The only way to counteract climate change and other ecological ills is by “an urgently needed change of direction, nurtured also by our respective religious beliefs and spirituality,” the pope said. “We cannot act alone, for each of us is fundamentally responsible to care for others and for the environment.”
As he has often done, Francis promised his unconditional support to the U.N. climate change program, underscoring his belief that the world is undergoing an “unprecedented ecological crisis.”
“COP26 in Glasgow represents an urgent summons to provide effective responses to the unprecedented ecological crisis and the crisis of values that we are presently experiencing, and in this way to offer concrete hope to future generations,” he said. “We want to accompany it with our commitment and our spiritual closeness.”

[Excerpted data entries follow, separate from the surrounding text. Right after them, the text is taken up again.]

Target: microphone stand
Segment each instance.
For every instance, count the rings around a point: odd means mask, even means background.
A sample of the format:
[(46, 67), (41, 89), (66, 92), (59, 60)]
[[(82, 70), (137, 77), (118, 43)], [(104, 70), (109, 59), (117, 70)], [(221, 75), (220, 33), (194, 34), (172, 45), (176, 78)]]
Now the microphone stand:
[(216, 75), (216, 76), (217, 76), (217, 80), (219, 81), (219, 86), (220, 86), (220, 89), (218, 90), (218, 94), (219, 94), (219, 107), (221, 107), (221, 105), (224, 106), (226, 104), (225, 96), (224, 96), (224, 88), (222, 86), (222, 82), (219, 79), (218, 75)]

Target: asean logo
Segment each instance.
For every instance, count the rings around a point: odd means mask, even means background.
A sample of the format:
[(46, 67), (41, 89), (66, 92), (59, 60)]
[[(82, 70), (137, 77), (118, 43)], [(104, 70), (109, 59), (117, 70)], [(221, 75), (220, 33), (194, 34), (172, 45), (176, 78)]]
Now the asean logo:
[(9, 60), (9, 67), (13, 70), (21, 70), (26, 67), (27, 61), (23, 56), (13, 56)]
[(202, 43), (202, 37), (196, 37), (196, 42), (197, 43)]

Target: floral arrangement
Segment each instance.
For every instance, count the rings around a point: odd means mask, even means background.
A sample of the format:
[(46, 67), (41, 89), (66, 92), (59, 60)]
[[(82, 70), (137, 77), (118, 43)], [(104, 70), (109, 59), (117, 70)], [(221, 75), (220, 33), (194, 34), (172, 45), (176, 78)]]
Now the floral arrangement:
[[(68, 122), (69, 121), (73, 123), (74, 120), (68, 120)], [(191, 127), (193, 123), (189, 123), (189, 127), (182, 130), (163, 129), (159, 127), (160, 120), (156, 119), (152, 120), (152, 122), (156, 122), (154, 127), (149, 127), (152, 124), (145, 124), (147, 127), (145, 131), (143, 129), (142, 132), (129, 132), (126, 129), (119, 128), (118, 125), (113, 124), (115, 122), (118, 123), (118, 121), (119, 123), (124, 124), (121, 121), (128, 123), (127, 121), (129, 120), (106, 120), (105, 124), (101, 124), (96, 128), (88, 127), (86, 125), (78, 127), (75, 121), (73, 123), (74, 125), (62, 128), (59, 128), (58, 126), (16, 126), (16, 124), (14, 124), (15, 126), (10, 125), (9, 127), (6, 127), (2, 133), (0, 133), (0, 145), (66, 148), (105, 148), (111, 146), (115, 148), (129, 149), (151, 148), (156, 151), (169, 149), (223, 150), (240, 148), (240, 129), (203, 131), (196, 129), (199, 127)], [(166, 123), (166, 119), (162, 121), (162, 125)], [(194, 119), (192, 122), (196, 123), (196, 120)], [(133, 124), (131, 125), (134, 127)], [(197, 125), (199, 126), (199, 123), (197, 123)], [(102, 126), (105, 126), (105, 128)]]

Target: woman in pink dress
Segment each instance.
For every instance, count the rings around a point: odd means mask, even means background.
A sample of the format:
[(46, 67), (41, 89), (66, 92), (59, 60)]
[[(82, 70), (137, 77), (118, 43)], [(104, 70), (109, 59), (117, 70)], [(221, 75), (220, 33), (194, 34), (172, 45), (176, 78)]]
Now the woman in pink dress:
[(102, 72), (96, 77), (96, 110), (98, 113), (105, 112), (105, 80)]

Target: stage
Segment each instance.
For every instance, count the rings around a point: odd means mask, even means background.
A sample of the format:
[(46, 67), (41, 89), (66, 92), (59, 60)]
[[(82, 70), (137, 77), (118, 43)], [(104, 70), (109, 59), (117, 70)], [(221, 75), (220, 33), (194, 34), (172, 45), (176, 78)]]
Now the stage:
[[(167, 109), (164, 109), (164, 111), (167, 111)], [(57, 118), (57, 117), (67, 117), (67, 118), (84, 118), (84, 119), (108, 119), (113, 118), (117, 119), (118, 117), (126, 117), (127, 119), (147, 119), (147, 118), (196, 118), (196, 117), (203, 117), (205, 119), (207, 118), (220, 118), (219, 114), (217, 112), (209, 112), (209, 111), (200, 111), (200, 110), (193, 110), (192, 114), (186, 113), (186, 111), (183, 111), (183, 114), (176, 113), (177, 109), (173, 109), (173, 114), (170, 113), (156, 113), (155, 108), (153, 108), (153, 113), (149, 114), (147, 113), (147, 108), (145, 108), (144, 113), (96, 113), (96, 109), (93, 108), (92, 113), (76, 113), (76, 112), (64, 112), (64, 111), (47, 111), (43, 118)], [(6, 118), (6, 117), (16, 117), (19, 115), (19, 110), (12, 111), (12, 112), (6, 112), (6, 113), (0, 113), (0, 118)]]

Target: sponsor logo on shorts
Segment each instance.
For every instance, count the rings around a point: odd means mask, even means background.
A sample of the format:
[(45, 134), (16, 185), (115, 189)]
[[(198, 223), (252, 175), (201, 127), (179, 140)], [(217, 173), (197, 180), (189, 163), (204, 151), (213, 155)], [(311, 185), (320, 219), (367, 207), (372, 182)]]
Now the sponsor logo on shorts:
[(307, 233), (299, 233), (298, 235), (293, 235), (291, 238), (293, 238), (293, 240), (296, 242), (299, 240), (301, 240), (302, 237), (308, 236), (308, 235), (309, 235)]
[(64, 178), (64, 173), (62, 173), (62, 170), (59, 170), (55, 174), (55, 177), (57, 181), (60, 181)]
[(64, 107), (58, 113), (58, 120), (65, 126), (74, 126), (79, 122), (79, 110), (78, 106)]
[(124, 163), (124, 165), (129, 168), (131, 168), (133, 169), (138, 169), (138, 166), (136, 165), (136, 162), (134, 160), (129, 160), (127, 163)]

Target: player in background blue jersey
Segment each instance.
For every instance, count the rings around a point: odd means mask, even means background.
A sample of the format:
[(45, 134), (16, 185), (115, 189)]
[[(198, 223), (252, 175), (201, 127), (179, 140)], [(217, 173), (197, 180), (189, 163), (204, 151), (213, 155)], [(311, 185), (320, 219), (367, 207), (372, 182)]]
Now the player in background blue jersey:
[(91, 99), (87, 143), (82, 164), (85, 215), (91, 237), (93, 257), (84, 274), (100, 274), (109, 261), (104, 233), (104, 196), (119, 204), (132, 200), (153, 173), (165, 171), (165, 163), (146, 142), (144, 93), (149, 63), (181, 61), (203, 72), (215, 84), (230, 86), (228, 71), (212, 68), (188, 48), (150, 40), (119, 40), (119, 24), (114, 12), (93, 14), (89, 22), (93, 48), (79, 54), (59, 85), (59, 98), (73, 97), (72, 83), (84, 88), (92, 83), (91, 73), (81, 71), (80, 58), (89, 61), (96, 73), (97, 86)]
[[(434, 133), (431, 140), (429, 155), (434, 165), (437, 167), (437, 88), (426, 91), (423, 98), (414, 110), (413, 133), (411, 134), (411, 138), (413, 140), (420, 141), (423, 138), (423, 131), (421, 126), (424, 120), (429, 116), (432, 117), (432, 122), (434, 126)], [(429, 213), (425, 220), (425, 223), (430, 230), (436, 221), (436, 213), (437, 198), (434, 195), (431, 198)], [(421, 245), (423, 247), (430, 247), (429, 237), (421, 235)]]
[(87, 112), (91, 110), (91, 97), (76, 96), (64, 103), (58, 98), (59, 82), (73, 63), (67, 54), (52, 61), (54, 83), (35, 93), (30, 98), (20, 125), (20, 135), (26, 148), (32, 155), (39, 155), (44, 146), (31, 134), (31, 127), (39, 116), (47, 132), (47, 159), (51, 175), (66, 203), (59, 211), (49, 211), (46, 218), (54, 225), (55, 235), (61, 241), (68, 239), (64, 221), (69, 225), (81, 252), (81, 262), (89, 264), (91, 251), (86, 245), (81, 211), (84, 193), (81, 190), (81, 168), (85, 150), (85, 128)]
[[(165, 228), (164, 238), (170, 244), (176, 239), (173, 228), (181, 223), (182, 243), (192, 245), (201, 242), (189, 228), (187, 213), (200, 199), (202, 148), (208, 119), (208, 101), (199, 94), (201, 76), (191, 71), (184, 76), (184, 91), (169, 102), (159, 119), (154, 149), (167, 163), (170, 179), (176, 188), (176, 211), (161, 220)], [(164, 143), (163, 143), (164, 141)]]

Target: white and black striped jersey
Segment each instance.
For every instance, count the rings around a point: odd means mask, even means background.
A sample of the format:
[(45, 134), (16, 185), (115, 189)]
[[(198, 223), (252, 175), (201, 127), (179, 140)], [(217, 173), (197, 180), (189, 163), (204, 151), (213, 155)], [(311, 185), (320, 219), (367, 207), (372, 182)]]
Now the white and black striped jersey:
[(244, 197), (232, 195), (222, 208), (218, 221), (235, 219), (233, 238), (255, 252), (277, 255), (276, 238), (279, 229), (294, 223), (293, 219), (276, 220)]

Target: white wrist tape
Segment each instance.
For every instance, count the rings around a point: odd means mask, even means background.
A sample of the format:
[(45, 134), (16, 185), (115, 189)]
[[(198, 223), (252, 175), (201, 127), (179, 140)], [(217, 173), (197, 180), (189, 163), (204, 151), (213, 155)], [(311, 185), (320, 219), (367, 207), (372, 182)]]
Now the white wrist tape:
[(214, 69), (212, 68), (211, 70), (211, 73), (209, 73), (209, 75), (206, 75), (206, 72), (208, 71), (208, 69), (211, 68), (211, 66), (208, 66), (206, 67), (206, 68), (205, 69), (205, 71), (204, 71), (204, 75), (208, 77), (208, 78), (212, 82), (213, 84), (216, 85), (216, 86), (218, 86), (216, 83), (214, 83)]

Pope Francis has made ecology and the battle against climate change a pillar of his pontificate and in 2015 became the first pope in history to devote an entire encyclical letter to the topic of the environment.
This year, he reiterated his conviction that the earth is suffering the worst environmental crisis of its history.
For a long time, the earth “has suffered from the wounds that we cause due to a predatory attitude, which makes us feel like owners of the planet and its resources and authorizes us to irresponsibly use the goods that God has given us,” he said in a video message last May.
“Today, these wounds are dramatically manifested in an unprecedented ecological crisis that affects the soil, air, water and, in general, the ecosystem in which human beings live,” he added.
In February, Francis said it was his hope “that the next United Nations Climate Change Conference (COP26), to take place in Glasgow next November, will lead to effective agreement in addressing the consequences of climate change.”
“Now is the time to act, for we are already feeling the effects of prolonged inaction,” he warned.
The pope asserted that climate change is producing the gradual disappearance of “numerous small islands in the Pacific Ocean” and provoking “the destruction of entire villages” as well as displacement of families and communities “with the loss of their identity and culture.”
Francis also blamed climate change for floods in Vietnam and the Philippines as well as “increased warming of the earth, which has caused devastating fires in Australia and California.”
The effects of climate change are particularly grave in Africa, the pope declared, leading to food insecurity “with millions of people suffering from hunger.”